Hamming Distance Calculator

Count differing bit positions between two binary integers

Calculate the Hamming distance between two integers — the number of bit positions where they differ. Enter values in binary, decimal, or hex and see the distance, the aligned binary forms, and the XOR. Useful for error-correcting codes and hashing. Runs in your browser. It runs free in your browser on Gera Tools, with nothing uploaded.

Last updated Source: Gera Tools

What is the Hamming distance?

The Hamming distance between two equal-length strings is the number of positions at which the corresponding symbols differ. For binary values it counts how many bit positions are not the same.

The Hamming distance counts how many bit positions differ between two values. It is the foundation of error-correcting codes, perceptual-hash comparison, and sequence analysis. This tool computes it for any two non-negative integers, entered in binary, decimal, or hex, and shows exactly where the bits disagree.

How it works

Computing the Hamming distance reduces to two well-known bit operations:

diff     = a XOR b        // 1 wherever the bits differ
distance = popcount(diff) // count those 1 bits

XOR yields a 1 in every position where the two inputs disagree and a 0 where they match, so the population count of the XOR is precisely the number of differing positions. The tool left-pads both numbers to the same bit width before displaying them, matching the convention that the shorter value carries implicit leading zeros.

Worked example

Comparing the binary values 10110110 and 11100100:

  10110110
  11100100
  --------
XOR 01010010

The XOR result 01010010 has three 1 bits at positions 1, 4, and 6 (counting from the right). The Hamming distance is therefore 3.

In decimal, that is comparing 182 and 228 — their XOR is 82, and the popcount of 82 (binary 01010010) is 3.

Practical uses

Error-correcting codes: The fundamental idea in codes like Hamming(7,4) and BCH codes is to ensure that any two valid codewords differ in at least a minimum number of bit positions. A minimum distance of 3 allows single-bit error detection and correction: if you receive a word, the nearest valid codeword (the one with the smallest Hamming distance) is the most likely intended value. Distance 4 allows detecting two-bit errors.

Perceptual image hashing: A perceptual hash (pHash, dHash) turns an image into a 64-bit integer that changes smoothly as the image changes. Two hashes with a Hamming distance of 0 are identical images; a distance below about 10 typically indicates the same image with minor edits, resizing, or compression artefacts. Distance above 20–30 usually means different images.

DNA and protein sequences: Mutations in a fixed-length sequence are exactly bit-position changes if you encode the bases as bits.
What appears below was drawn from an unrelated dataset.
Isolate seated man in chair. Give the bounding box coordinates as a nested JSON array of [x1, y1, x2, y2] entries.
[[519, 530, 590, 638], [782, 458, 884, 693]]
Hamming distance counts the number of substitution mutations between two sequences of the same length (but not insertions or deletions, which require edit distance instead).

Network IP addressing: Comparing subnet masks or checking prefix lengths sometimes involves counting differing bits, though this is more commonly framed as bitwise AND operations.

Example and notes

Comparing 10110110 and 11100100, the XOR is 01010010, which has three 1 bits — so the Hamming distance is 3. In coding theory the minimum Hamming distance of a code sets its strength: a distance of d lets you detect up to d − 1 errors and correct up to (d − 1) / 2. The same measure compares image hashes (a small distance means visually similar) and counts mutations between biological sequences. This calculator uses BigInt, so the values can be arbitrarily large.